桜が散りきって、完全に葉桜となった頃。

 沙代理は呉竹屋敷の中の薄暗い部屋の中にいた。薄い障子から差し込む光は弱々しく、昼であってもほの暗い。

 かつて美貌と霊力に恵まれ、人々の視線を集めていた面影はすっかり消え失せていた。

「旦那様……旦那様……私に、名誉を……綺麗な宝珠を、くださいませ……そうしたら、綾羽になんて遅れをとりませんものを……」

 沙代理は膨らんだ腹を抱えながら、訪れることのない夫を待ち続けていた。


 一方そのころ、綾羽は蒼月に伴われて、帝都にある篠宮の屋敷に移住していた。

「綾羽、体調はどうだ」
「すっかり良くなりました」

 慣れない環境と初めての懐妊に、帝都に来た頃は体調を崩しがちだった綾羽は久し振りに晴れやかな笑顔を蒼月に向けた。

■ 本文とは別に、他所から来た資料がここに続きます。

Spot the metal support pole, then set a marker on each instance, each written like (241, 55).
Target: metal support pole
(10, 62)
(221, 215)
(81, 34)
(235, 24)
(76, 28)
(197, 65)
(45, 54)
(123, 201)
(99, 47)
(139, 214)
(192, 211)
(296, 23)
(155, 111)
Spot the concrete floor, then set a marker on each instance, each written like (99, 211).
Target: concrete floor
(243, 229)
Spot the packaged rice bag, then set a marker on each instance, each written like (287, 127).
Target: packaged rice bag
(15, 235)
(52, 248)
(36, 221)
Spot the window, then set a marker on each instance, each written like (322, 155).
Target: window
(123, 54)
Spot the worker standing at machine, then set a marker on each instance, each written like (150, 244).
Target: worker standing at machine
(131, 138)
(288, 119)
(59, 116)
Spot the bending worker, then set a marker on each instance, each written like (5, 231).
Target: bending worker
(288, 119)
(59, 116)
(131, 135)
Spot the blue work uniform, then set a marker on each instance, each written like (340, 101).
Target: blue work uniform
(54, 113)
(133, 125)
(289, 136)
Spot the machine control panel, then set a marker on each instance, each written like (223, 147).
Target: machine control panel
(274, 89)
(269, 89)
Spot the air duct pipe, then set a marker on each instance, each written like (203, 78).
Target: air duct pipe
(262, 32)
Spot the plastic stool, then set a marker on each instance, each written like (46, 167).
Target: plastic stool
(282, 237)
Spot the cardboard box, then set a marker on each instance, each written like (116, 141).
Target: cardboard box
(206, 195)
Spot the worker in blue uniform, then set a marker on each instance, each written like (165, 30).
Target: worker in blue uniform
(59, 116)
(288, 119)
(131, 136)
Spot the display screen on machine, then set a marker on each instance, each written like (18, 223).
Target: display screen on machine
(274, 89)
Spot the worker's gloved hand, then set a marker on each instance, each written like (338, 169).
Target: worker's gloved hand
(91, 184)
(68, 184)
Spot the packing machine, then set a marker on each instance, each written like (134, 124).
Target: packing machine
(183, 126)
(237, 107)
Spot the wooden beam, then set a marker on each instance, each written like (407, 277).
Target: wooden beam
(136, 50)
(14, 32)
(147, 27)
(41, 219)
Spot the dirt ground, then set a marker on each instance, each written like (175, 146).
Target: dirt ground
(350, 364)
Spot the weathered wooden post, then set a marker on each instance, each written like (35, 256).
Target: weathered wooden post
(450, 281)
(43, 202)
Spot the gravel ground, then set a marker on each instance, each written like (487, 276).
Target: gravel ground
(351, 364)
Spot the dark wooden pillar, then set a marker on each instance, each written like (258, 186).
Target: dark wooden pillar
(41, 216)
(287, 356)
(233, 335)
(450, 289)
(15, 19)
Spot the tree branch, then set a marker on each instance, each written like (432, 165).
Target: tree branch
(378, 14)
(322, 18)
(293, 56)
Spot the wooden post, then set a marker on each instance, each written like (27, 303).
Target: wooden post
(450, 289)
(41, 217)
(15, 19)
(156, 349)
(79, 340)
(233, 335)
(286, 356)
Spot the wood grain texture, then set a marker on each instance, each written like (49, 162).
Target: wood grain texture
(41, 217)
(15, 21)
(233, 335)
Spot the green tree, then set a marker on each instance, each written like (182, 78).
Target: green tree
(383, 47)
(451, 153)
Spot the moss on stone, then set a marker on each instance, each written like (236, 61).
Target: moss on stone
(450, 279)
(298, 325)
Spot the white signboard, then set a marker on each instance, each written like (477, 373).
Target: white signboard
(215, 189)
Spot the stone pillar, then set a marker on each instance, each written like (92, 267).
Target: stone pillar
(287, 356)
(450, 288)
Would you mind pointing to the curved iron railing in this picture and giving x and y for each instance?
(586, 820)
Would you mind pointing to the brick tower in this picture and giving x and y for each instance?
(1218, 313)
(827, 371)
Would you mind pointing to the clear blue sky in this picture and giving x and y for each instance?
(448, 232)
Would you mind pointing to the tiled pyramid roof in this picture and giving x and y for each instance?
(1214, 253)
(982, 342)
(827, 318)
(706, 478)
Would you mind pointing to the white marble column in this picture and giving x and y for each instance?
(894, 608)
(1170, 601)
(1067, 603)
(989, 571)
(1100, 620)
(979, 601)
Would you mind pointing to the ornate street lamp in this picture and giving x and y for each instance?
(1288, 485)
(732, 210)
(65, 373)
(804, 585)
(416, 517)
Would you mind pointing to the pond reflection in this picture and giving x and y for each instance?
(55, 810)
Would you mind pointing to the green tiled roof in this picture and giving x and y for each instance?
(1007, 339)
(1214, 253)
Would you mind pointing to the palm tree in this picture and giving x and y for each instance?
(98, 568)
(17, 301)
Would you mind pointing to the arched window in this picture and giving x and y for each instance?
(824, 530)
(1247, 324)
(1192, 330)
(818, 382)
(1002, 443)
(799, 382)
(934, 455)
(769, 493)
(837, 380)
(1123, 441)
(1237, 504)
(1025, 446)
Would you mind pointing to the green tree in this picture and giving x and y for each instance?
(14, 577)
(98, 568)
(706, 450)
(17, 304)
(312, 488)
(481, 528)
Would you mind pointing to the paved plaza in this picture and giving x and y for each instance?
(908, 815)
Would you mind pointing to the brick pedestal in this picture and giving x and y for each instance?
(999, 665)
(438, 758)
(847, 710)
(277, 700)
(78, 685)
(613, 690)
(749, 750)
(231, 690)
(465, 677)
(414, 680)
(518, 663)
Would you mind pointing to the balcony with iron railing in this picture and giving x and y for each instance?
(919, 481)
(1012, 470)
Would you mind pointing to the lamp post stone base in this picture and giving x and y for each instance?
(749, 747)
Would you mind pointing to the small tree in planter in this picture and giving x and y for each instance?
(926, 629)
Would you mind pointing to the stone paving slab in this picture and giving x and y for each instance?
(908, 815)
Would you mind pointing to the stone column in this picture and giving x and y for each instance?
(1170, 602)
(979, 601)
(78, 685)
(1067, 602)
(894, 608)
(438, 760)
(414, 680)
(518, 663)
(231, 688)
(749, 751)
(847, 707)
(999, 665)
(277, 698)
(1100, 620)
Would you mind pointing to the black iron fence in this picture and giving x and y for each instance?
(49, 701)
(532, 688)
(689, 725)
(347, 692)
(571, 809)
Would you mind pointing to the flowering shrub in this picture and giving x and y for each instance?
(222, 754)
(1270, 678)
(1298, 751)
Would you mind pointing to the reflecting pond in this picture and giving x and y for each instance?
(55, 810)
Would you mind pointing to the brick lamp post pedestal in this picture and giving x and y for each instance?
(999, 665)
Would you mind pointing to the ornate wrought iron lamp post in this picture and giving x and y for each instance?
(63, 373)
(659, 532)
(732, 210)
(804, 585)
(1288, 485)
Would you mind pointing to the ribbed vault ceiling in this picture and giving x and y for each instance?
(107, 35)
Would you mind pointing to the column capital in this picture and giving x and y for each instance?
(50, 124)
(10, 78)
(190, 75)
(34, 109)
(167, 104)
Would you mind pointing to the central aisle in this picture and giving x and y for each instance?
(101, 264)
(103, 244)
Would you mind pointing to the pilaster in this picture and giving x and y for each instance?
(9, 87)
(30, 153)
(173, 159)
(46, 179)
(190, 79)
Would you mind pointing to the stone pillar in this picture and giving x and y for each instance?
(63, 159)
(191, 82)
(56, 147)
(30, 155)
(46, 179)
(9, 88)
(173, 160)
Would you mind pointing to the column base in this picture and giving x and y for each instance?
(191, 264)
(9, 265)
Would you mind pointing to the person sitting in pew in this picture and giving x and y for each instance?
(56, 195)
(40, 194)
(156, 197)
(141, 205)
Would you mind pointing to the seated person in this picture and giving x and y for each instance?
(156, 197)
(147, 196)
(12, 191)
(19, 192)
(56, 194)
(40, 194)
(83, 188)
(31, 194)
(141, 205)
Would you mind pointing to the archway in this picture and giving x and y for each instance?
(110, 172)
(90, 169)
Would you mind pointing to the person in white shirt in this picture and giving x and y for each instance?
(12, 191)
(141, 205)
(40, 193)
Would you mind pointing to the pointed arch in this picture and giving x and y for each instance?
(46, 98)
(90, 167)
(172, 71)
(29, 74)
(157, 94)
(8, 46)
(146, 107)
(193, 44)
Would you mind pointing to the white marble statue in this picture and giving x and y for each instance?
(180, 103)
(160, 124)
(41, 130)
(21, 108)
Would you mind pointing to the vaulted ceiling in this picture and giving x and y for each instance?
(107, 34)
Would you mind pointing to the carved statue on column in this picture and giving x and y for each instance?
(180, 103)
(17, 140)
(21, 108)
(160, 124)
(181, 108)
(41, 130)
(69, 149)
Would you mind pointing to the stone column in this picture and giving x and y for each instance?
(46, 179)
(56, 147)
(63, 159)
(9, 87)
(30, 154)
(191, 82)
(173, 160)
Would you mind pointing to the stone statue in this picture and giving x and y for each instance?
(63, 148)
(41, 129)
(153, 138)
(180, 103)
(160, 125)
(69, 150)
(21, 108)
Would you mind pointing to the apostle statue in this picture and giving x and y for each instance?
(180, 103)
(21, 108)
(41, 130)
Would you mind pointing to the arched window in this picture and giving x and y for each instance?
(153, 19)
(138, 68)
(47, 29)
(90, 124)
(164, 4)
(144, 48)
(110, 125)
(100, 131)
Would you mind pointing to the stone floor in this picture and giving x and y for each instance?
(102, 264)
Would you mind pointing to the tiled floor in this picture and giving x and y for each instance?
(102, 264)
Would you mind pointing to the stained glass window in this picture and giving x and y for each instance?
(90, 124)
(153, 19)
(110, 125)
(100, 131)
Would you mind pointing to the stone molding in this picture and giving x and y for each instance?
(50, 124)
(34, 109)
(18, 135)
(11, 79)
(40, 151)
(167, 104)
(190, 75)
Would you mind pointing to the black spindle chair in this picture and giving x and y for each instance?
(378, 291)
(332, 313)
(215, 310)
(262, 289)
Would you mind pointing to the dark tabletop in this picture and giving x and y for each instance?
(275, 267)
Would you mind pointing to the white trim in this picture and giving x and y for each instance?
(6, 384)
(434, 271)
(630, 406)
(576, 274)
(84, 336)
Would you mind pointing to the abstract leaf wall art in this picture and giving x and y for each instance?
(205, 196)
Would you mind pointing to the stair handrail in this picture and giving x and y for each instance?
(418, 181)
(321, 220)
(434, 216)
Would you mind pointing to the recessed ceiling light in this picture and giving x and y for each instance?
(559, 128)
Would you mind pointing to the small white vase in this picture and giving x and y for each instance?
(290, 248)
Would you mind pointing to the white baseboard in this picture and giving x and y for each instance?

「綾羽、月明かりの下でもあなたは綺麗だが──明るい光の下で微笑んでいると、より一層美しいな」

 蒼月の言葉に、綾羽は頬を染めた。

「や、やめてください」
「妻を褒めてなんの悪いことがある」

 綾羽は蒼月の妻として、この屋敷で過ごすことになった。あまり実感が湧かなかった綾羽も、少しずつ自分の中で育つ命を感じ、日々喜びを噛みしめている。袖口から覗く宝珠も変わらずに柔らかく、しかし力強い光を放っている。

 蒼月は綾羽の手を取り、その薄桃色の瞳をまっすぐに見つめる。

「これからは俺と、この子と──おだやかに、三人で暮らそう」
「はい、蒼月様」

 綾羽は腹に手を添え、柔らかく微笑んだ。